DoggyMadMum Tue 09-May-17 14:08:10

I'm assuming A's mother is your MIL? I'm not sure there's much you can do about the situation without ruffling feathers & to be fair your LO is probably very happy with the arrangement. I'd probably just let MIL know that you are aware of the arrangement casually by asking how the last day out was when you speak to her. I understand how you feel though, it would get to me too.

bibbitybobbityyhat Tue 09-May-17 14:09:45

I'm assuming this is your mother in law and yes it does seem a sneaky way to spend time with your dd. Why couldn't either of them be honest with you for heaven's sake?

Looneytune253 Tue 09-May-17 14:10:11

So, is A leaving your daughter with her mum? Without being with her? That's a bit off but if you trust a's mum with your little one no harm done?

ChildcareWoe Tue 09-May-17 14:10:16

when I say 'humility' what I mean is that when you ask permission of someone to do something, they have the choice of granting or refusing that permission.

A's mother just would never put herself in that position relative to me. It just wouldn't happen.

ChildcareWoe Tue 09-May-17 14:10:52

No, not MIL

MovingOnUpMovingOnOut Tue 09-May-17 14:11:35

I would find secrecy about the trips odd and that would bother me but if you don't have an objection to the trips specifically then I think you need to get over it.

Huldra Tue 09-May-17 14:12:02

I don't see the problem with A choosing to spend time with her mother, at the same time as looking after your child. I assume that A is also there and isn't leaving her with the mother without your permission.

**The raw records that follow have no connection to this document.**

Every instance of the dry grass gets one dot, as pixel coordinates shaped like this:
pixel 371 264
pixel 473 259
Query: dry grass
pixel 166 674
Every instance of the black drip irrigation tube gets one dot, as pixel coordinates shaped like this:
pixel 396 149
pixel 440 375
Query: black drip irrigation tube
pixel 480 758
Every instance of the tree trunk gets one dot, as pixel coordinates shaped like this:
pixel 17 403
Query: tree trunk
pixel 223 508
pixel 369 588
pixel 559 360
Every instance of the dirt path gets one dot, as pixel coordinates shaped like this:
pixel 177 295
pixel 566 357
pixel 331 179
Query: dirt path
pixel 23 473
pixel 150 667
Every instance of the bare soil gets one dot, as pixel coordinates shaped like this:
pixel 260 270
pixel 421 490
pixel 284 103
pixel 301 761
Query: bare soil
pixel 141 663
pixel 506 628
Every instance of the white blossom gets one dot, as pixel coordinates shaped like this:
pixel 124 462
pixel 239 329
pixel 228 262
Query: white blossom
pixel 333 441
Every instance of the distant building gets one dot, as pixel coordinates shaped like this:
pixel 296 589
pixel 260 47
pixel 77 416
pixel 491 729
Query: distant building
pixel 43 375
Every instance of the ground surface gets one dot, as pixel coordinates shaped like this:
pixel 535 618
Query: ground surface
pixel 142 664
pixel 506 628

OK A mum may be doing it that way to avoid asking you personally but look at in a positive way, you alo get to avoid her grin if your child enjoys it then it's a win win situation.

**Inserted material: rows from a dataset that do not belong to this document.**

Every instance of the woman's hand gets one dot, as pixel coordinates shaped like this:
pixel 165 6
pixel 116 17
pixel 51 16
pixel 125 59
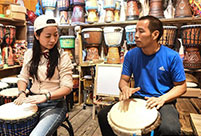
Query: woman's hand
pixel 35 99
pixel 126 92
pixel 20 99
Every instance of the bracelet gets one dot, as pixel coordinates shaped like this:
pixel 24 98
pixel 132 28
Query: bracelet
pixel 49 96
pixel 46 97
pixel 20 92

ChildcareWoe Tue 09-May-17 14:14:31

If you were split from your partner and your DD went to nursery while you worked, but your partner was collecting her and taking her for extra days out, you'd be right to be irritated too.

This is exactly what I mean, if DD was in a formal nursery setting, and A's mother went there and tried to take DD out for a few hours without my permission, can you imagine what the nursery staff would say? It would never fly.

I'm pleased some of you see why I'm miffed. I do think on balance it is in DD's best interests though - It's just so infuriating when people are so inconsiderate.

Brittbugs80 Tue 09-May-17 14:17:04

Are you paying the family member to look after your daughter?

ChildcareWoe Tue 09-May-17 14:20:43

Yes, I am paying...and It is all above board

That's not really the point though, I don;t begrudge paying A at all, none of this is A's fault.

ChildcareWoe Tue 09-May-17 14:22:20

FWIW, I would like to have a better relationship with A's mother, and I think part of the reason I am upset is that I feel like A's mother only wants to spend time with DD, not me.

It would be lovely if she got in touch and suggested a 'proper' family day out. All of us together?

BeeThirtythree Tue 09-May-17 14:23:42

YANBU I would feel the same, without the backstory, if I thought my child was in one place/with an appointed person and in fact DC was elsewhere. Aside from your experiences with A's mother, it is not on without making you aware.